A Palestinian source told The Media Line that Dahlan is giving millions of dollars to the 10 Palestinian refugee camps in Lebanon. He also said there is a large gap between what the Palestinian president is paying the refugees and what Dahlan is contributing.

Dahlan’s financial support is increasing his influence among refugees as well as bothering Abbas and his party.

“Dahlan is taking the mission and this is a new move that is provoking Fatah,” Shaheen told The Media Line. “They are worried because they are facing another problem in Lebanon and Dahlan is having an informal relationship with the Lebanese.”

But Ahmad Assaf, Fatah’s chief spokesperson, said Dahlan is out of Palestinian politics for good.

“It’s all rumors,” he told The Media Line. “He will not come back to Fatah. He is trying to ruin the party.”

Abdullah downplayed the importance of Dahlan’s visits to Egypt early last month.

“He met with (Egyptian Army Chief Abdel Fattah Al Sisi) as a party member of the UAE military delegation. He did not meet with him as a Palestinian,” Abdullah told The Media Line.

A Fatah official, who wished to remain anonymous, confirmed to The Media Line that Hamas and anti-Fatah activists are trying to use the “Dahlan card” to put pressure on Abbas and his party.

Fatah was driven out of Gaza in 2007 after Hamas took over the tiny coastal strip.

“The political parties are sending a message to Abbas that ‘we will deal with Dahlan the same as we deal with you,” the Fatah official said from an undisclosed location in the West Bank City, insisting that Dahlan’s influence only comes as a member of Fatah.

“If he is out,” the official said, “he will be out of power.”

Abdullah said he would not be surprised if Dahlan was cooperating with Hamas to face Fatah, but that this would work against him. “I don’t think he is that naïve to do this,” he said.

A top Fatah official told The Media Line that he would leave the Palestinian political faction should Dahlan be readmitted to the group.

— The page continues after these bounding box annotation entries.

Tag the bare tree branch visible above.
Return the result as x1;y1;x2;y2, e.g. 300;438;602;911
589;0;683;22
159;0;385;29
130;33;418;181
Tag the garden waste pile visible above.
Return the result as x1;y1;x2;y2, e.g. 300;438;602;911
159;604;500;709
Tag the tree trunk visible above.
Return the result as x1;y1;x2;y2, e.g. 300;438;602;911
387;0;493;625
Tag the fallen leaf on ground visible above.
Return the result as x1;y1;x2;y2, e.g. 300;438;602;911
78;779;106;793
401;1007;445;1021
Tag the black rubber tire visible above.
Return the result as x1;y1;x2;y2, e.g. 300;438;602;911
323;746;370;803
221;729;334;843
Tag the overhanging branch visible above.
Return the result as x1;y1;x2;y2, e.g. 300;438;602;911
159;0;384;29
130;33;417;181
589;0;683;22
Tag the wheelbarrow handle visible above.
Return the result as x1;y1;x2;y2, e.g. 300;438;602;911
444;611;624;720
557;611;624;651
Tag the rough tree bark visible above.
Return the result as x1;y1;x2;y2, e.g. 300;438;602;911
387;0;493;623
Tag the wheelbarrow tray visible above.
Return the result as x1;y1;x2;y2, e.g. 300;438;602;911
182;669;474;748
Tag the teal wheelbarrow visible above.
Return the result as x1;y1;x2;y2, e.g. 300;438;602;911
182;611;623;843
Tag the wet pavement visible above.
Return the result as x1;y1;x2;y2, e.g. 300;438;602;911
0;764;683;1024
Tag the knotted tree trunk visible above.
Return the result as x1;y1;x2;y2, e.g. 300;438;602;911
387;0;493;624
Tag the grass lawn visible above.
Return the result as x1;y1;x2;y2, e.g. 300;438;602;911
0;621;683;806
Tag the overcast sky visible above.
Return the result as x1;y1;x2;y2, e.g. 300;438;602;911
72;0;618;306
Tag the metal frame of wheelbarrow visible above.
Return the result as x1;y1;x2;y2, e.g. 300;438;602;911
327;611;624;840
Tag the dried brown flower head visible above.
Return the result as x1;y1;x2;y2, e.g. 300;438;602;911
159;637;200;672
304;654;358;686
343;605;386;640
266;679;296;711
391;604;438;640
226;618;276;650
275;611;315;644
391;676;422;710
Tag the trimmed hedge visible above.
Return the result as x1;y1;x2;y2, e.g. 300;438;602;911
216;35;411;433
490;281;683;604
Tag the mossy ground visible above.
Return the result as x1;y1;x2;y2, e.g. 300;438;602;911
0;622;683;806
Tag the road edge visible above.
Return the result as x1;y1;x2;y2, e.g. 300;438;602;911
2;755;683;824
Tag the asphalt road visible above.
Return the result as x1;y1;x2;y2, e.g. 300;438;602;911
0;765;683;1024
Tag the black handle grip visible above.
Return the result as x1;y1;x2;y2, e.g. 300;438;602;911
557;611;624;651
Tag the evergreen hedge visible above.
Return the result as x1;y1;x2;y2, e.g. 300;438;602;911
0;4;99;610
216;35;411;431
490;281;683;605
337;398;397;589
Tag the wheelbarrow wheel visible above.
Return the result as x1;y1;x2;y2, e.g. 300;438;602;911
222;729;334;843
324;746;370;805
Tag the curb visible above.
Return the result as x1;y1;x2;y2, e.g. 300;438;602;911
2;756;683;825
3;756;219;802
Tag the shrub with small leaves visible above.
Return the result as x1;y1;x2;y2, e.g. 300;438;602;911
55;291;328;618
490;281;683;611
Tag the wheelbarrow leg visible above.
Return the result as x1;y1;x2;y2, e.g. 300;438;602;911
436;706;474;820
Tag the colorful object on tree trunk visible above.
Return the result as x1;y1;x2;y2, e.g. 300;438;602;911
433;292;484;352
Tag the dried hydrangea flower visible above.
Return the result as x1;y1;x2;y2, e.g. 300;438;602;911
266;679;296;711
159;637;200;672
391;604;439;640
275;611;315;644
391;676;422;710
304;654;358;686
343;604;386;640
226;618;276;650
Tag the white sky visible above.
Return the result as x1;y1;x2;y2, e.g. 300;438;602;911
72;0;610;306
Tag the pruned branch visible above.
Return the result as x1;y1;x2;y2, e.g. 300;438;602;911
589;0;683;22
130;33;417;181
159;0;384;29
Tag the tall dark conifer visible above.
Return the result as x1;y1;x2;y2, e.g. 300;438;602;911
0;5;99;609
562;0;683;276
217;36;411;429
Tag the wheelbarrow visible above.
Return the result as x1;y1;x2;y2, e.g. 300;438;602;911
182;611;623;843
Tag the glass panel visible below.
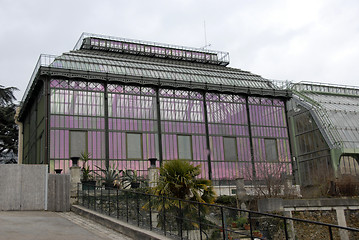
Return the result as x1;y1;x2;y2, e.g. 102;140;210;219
177;135;192;160
264;139;279;162
70;131;87;157
223;137;238;161
126;133;142;159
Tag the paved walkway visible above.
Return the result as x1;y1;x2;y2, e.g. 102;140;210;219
0;211;132;240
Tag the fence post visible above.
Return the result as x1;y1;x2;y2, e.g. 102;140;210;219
197;202;202;240
283;218;288;239
107;188;111;216
178;200;183;240
248;212;253;240
134;193;140;227
220;206;226;240
148;195;152;231
162;197;166;236
116;188;120;219
87;186;90;209
125;191;128;222
329;226;333;240
100;187;103;213
93;185;97;211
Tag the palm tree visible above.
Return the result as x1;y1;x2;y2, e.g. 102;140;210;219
149;160;215;232
152;160;215;203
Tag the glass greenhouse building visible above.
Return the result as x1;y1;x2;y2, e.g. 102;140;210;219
19;33;292;185
288;82;359;186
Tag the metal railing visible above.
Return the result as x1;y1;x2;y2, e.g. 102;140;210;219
78;184;359;240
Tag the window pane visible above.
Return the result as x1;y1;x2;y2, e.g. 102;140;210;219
127;133;142;159
177;135;192;159
223;137;237;161
264;139;278;162
70;131;87;157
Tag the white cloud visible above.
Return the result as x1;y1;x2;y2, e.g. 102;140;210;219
0;0;359;101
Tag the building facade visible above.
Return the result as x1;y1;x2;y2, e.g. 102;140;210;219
288;82;359;186
19;33;292;184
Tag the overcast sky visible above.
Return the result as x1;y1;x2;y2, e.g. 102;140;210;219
0;0;359;100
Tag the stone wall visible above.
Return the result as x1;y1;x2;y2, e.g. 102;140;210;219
0;164;47;211
258;198;359;240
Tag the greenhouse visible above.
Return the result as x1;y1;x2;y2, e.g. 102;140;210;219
19;33;292;188
288;82;359;185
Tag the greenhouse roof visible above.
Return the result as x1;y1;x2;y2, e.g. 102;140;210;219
22;33;291;109
293;82;359;149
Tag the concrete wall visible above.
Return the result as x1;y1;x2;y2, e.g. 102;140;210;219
0;164;47;210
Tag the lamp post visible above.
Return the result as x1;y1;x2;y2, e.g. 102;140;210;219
70;157;80;166
148;158;157;168
148;158;159;187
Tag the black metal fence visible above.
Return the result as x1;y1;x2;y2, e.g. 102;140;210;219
78;184;359;240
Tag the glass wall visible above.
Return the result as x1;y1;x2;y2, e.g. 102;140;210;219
159;89;209;178
49;79;105;172
108;84;159;175
293;109;333;186
248;97;292;180
50;79;291;185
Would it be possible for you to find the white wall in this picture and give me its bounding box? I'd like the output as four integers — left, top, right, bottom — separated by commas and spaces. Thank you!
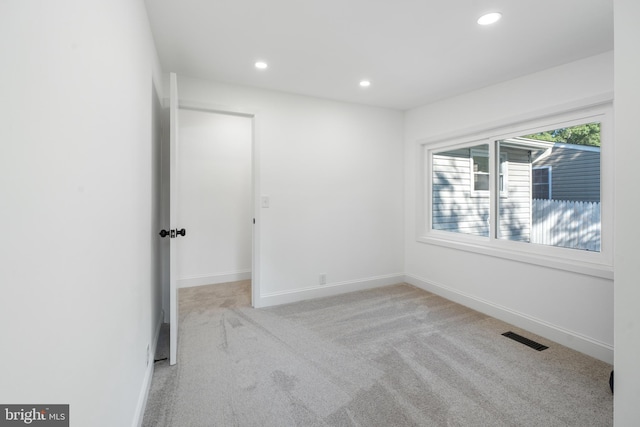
613, 0, 640, 427
171, 76, 403, 305
405, 52, 613, 362
177, 109, 253, 287
0, 0, 162, 426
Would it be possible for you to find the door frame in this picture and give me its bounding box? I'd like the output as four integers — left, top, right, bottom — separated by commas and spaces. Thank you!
163, 97, 261, 317
178, 103, 260, 308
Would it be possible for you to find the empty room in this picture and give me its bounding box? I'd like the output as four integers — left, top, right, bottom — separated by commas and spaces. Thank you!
0, 0, 640, 426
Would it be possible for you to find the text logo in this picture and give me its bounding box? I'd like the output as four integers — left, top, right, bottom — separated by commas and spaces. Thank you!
0, 405, 69, 427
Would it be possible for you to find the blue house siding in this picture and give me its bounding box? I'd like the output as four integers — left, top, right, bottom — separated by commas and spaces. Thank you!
533, 144, 600, 202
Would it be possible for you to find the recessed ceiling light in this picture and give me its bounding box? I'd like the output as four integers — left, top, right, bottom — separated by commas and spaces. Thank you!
478, 12, 502, 25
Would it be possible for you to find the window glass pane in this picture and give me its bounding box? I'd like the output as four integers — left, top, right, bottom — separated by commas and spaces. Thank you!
431, 144, 490, 236
497, 123, 600, 252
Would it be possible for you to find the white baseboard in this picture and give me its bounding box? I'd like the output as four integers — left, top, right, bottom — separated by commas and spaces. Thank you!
131, 314, 164, 427
256, 273, 404, 308
177, 270, 251, 288
404, 275, 613, 364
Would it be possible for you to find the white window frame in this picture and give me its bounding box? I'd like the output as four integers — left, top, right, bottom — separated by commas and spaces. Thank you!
416, 98, 614, 279
469, 148, 509, 198
531, 166, 553, 200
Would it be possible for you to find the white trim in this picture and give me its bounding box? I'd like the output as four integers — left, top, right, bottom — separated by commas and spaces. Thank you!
178, 268, 251, 288
553, 142, 600, 153
416, 102, 615, 279
256, 273, 405, 307
131, 313, 164, 427
405, 275, 613, 364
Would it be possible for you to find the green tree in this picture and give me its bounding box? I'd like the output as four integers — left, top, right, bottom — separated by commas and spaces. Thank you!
525, 123, 600, 147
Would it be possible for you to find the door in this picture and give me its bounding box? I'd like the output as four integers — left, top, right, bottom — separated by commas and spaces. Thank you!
169, 73, 179, 365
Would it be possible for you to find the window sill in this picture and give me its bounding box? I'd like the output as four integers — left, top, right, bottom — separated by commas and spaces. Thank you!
417, 233, 614, 280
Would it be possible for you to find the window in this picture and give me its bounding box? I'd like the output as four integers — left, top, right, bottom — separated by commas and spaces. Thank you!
471, 149, 489, 195
418, 105, 613, 277
531, 166, 551, 200
469, 148, 508, 197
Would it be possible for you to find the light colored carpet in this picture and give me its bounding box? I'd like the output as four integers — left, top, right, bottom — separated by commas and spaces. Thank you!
144, 282, 613, 427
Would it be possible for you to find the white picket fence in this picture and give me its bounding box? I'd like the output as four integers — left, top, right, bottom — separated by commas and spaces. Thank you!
531, 199, 600, 252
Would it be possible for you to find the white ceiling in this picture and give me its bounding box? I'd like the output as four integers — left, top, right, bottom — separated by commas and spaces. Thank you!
145, 0, 613, 109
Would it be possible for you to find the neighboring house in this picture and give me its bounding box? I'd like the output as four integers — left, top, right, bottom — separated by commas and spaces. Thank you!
431, 138, 600, 251
533, 143, 600, 202
432, 138, 553, 241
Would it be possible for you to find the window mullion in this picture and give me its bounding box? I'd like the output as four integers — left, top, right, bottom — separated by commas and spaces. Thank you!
487, 138, 500, 241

“Of course, if he comes back a leader in Fatah, I won’t be in Fatah anymore,” said the official, who has been in the movement for more than 30 years and spoke anonymously because he is not allowed to address this subject. Speaking from a coffee shop in Ramallah, he said that Fatah “tested” Dahlan in many positions as a leader but that, when it came to Palestinian national security, “he proved his failure” and that “he couldn’t stand one hour against Hamas.”

If Dahlan ever comes back to the West Bank, the official said, “It will be for court.”

While Abdullah says he doesn’t know when Dahlan will be put on trial, he says the investigatory panel formed by the Fatah Central Committee was certain of its’ conclusion: that Dahlan deviated from the principles of Fatah and was therefore dismissed.

Shaheen says he is unaware of any case pending against Dahlan. “They say he is corrupted and he may be tried, but these are allegations,” he said.

When asked what would happen if a court found him innocent, and whether he would return to Fatah, Abdullah answered with a definitive “absolutely.”

“If the court acquitted him of all charges against him, yes, he will be back to Fatah,” he told the Media Line from his office in Ramallah, a comment which outraged Fatah’s chief spokesperson.

“He is a criminal and his relationship with Fatah has ended,” Assaf said.

Meanwhile, on Rukub Street, Ramallah’s most popular thoroughfare, some passersby refused to comment on Dahlan. One man shook his head when asked whether he was with or against the former Fatah leader returning to the West Bank as an official.

24-year-old “Tareq” said it’s unfair what happened to Dahlan.

“President Abbas doesn’t want anyone stronger than him in the political arena,” he said, adding that he thought Dahlan was popular among American and European officials.

“Ahmad,” 27, thinks Dahlan’s return is imminent, and he says he will vote for the former Fatah leader. “I think Mr. Dahlan is the one for the job,” he said.